A planet made out of iron?
“For instance.”
Pure diamond?
“They exist.”
A planet where the oceans are hundreds of miles deep? A planet with four suns?
“Yes times two. And we’ll find even stranger places, between here and the universe’s edge.”
Okay. I’m thinking of my perfect planet. My one-in-a-million place .
“At one in a million, there are roughly ten million of them in the Milky Way alone.”
OUR DAYS SEEMED TO IMPROVE, and not just because I looked for evidence. His December school evaluations were his second-best ever. His teacher, Kayla Bishop, penned a message at the bottom of his report: Robin’s creativity is growing, along with his self-control . He stepped off the bus in the afternoons humming. One Saturday he even went out sledding with a group of neighborhood kids he barely knew. I couldn’t remember the last time he’d left the house to be with anyone other than me.

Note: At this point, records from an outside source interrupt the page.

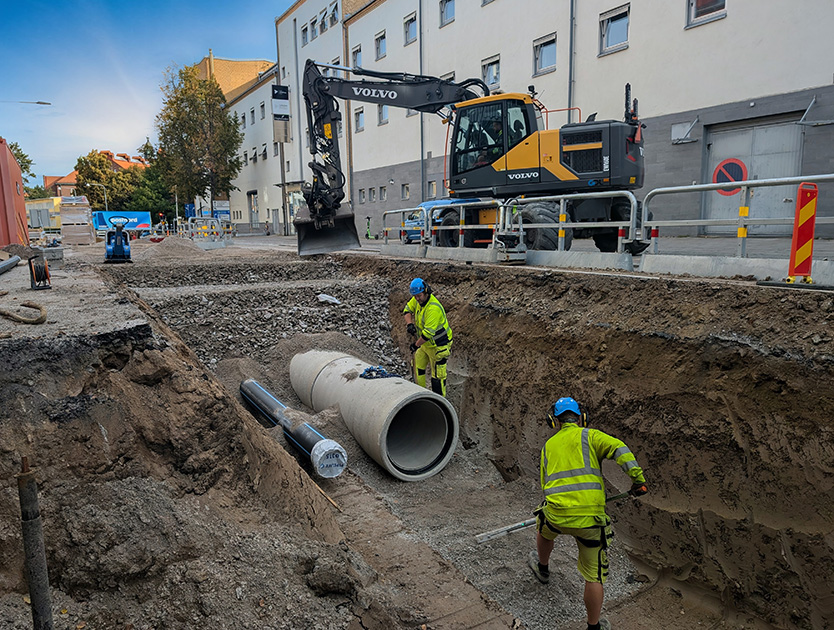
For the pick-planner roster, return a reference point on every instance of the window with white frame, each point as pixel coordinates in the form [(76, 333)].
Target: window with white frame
[(491, 71), (544, 54), (447, 12), (613, 30), (702, 11), (379, 45), (410, 29)]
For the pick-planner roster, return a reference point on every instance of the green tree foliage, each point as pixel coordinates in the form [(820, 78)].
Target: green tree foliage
[(199, 138), (23, 160)]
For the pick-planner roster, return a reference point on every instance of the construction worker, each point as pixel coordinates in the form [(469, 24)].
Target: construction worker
[(574, 504), (425, 318)]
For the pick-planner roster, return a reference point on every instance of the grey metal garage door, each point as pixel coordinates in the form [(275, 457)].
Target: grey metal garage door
[(763, 151)]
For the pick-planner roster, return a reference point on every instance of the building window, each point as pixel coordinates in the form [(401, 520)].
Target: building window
[(379, 45), (491, 71), (447, 12), (544, 54), (702, 11), (613, 30), (410, 29)]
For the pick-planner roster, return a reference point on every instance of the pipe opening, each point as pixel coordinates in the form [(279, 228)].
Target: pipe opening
[(419, 436)]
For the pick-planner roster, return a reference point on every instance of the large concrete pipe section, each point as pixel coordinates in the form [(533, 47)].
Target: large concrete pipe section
[(408, 430)]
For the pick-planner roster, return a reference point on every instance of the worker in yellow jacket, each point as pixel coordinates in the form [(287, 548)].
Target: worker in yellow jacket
[(426, 319), (571, 478)]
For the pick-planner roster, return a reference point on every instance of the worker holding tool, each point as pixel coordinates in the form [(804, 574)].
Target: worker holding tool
[(574, 505), (425, 318)]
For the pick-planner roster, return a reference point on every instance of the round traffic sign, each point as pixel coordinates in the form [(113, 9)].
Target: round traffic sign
[(731, 170)]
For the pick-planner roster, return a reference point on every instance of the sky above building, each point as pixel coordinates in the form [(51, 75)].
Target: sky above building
[(101, 63)]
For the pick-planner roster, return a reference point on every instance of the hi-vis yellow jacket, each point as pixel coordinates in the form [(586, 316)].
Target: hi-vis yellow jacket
[(570, 471), (431, 321)]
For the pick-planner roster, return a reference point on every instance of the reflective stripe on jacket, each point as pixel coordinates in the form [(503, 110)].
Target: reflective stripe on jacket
[(431, 321), (570, 470)]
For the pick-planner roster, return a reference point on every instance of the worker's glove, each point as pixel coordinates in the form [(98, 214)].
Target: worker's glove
[(638, 489)]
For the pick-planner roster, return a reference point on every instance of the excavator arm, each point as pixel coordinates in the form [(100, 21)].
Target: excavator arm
[(326, 226)]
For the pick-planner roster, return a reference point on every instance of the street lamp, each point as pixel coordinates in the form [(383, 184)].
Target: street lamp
[(105, 193)]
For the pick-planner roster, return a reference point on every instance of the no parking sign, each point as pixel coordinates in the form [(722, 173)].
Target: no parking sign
[(730, 170)]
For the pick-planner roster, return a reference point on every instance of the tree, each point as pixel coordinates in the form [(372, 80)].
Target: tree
[(199, 138), (23, 160)]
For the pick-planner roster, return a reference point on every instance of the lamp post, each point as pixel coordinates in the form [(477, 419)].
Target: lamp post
[(105, 193)]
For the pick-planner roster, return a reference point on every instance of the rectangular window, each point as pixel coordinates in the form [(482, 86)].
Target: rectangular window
[(701, 11), (447, 12), (613, 30), (379, 45), (544, 54), (491, 71), (410, 29)]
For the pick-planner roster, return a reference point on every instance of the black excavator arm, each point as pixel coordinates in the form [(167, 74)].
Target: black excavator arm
[(326, 226)]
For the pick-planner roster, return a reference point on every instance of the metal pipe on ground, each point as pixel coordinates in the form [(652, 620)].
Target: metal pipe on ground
[(408, 430), (33, 548), (328, 457)]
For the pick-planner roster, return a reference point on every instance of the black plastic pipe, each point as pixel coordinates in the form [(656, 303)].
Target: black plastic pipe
[(328, 458)]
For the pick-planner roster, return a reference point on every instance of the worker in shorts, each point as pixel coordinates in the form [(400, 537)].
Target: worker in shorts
[(574, 505), (426, 319)]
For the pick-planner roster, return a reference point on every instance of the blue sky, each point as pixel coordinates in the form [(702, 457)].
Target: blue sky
[(100, 63)]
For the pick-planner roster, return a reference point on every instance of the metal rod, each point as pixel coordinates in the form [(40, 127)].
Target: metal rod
[(33, 548)]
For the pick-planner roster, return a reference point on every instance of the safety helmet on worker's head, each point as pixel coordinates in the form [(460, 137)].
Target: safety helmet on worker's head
[(561, 406), (418, 285)]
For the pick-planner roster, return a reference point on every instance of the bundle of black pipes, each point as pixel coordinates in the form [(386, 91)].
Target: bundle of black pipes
[(328, 457)]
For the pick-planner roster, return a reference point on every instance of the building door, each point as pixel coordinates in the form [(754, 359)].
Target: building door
[(763, 151)]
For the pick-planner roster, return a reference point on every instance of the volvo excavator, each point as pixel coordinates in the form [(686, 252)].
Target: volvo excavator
[(500, 149)]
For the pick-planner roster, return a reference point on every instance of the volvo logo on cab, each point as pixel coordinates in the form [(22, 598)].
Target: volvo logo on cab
[(374, 93), (528, 175)]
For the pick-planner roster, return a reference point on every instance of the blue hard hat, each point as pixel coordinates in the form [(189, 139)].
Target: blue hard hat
[(418, 285), (565, 404)]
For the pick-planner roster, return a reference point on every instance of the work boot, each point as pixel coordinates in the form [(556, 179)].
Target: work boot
[(533, 563)]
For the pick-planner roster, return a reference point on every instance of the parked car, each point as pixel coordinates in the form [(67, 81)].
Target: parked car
[(416, 220)]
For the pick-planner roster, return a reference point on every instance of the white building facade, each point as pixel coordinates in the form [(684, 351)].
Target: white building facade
[(726, 87)]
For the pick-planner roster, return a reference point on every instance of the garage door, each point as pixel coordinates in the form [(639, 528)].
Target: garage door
[(763, 151)]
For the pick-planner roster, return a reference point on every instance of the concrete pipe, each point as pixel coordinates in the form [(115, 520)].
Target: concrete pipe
[(408, 430)]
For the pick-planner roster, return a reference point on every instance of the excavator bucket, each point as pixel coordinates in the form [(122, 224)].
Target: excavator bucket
[(336, 234)]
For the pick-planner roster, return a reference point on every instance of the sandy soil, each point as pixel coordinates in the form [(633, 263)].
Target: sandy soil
[(167, 505)]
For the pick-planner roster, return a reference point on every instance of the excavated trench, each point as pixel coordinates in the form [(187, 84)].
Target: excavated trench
[(722, 389)]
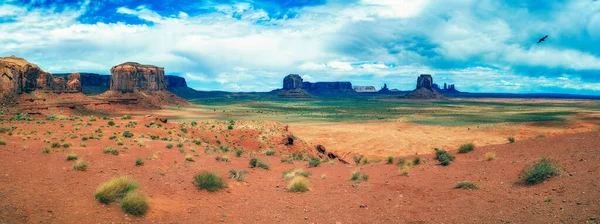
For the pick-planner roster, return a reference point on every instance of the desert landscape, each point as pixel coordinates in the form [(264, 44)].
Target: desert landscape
[(307, 111), (138, 153)]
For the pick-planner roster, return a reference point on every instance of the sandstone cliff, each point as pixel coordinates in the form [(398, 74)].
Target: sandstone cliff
[(19, 76), (131, 76)]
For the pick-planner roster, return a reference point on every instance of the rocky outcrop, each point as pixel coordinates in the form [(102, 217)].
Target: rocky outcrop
[(424, 90), (425, 81), (20, 76), (292, 81), (364, 89), (131, 76)]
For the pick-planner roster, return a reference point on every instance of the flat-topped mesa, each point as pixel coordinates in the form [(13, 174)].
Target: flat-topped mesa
[(20, 76), (292, 81), (132, 76), (425, 81)]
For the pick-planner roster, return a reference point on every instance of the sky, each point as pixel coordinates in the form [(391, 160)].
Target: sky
[(237, 45)]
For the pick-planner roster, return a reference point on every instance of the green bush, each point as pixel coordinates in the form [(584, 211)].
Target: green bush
[(209, 181), (417, 161), (444, 157), (139, 161), (127, 134), (314, 162), (540, 170), (257, 163), (114, 189), (238, 153), (134, 203), (72, 156), (80, 165), (466, 148), (466, 185)]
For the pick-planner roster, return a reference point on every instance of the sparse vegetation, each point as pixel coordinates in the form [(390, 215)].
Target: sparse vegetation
[(466, 185), (443, 157), (80, 165), (298, 184), (72, 156), (114, 189), (209, 181), (257, 163), (489, 156), (314, 162), (466, 148), (135, 203), (139, 161), (540, 170), (127, 134)]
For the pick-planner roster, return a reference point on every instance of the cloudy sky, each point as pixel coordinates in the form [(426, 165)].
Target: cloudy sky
[(236, 45)]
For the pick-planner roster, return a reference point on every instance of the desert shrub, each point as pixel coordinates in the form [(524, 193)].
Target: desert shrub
[(111, 150), (257, 163), (443, 157), (197, 141), (134, 203), (511, 139), (489, 156), (390, 160), (72, 156), (127, 134), (540, 170), (298, 184), (417, 161), (466, 148), (114, 189), (189, 158), (139, 161), (80, 165), (288, 174), (237, 175), (314, 162), (466, 185), (209, 181)]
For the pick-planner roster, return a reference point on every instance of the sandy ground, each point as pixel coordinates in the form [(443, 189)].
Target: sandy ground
[(381, 139), (38, 187)]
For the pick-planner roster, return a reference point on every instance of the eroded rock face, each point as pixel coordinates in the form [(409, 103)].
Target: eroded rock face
[(292, 81), (20, 76), (425, 81), (131, 76)]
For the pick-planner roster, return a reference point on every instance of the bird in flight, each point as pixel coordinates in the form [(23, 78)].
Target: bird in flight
[(542, 39)]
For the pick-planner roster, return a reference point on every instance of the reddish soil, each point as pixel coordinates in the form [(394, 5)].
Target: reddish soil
[(44, 188)]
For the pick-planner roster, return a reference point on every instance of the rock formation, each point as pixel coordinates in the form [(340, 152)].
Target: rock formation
[(292, 81), (20, 76), (131, 76), (424, 89), (364, 89)]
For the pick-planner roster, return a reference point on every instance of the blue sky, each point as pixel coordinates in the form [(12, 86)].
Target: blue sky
[(236, 45)]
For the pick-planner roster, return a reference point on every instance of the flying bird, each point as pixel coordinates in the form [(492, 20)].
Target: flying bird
[(542, 39)]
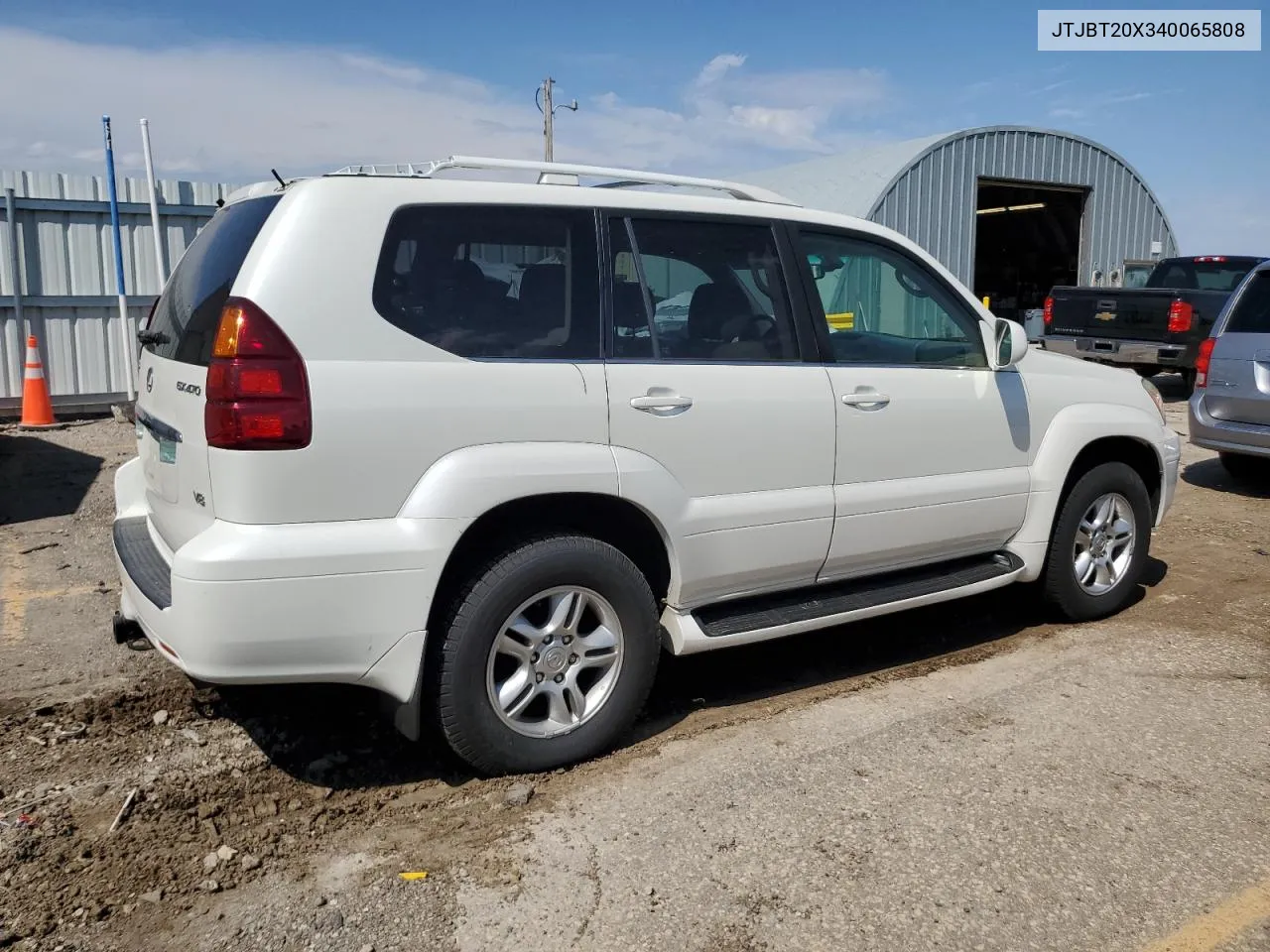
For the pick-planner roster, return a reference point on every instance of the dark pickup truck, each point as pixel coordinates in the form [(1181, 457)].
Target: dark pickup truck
[(1153, 327)]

He came home the Friday before winter holidays with a length of jute twine taped to his rear belt loop. I slid it through my fingers. “What’s this?”
He shrugged as he put his mug of ginger hazelnut milk into the microwave. My tail .
“Are you doing genetic engineering in science these days?”
His smile was as mild as the May-like December. Some kids clipped it on to torture me. You know. Like: “Animal lover” or something. I just left it on .
He took his hot milk to the table, where his art supplies had been spread out for weeks, and began poring over candidates for his next portrait.
“Oh, Robin. What jerk-faces. Did Kayla know?”
He shrugged again. No biggie. Kids laughed. It was fun . He lifted his head from his work and looked at some small revelation on the wall behind me. His eyes were clear and his face inquisitive, the way he used to look on his best days when his mother was still alive. What do you suppose that’s like? Having a tail?
He smiled to himself. Painting, he made jungle sounds under his breath. In his mind, he was hanging upside down from a tree branch and waving his hands in the air.
I feel bad for them, Dad. I really do. They’re trapped inside themselves, right? Same as everyone . He thought for a minute. Except me. I’ve got my guys .
It creeped me out, the way he said it. “What guys, Robbie?”
You know . He frowned. My team. The guys inside my head .
For Christmas we drove back down to Aly’s parents’ in Chicago. Cliff and Adele were a little stiff, welcoming us. They hadn’t yet forgiven my little atheist’s Thanksgiving assault on their core beliefs. But Robbie pressed his ear into each of their bellies, and they warmed to his embrace. He proceeded to hug every one of his cousins who put up with it. In a handful of minutes, he managed to freak out Aly’s entire family.
Over the course of two days he sat through all the football and religion, took a ping-pong paddle to the temple, and watched his cousins react to his gifts—paintings of endangered species—with varying degrees of suppressed mockery. He did this all without melting down. When at last he showed signs of breaking, we were close enough to departure that I shoehorned him into the car and escaped before anything could mar our first incident-free holiday since Aly’s death.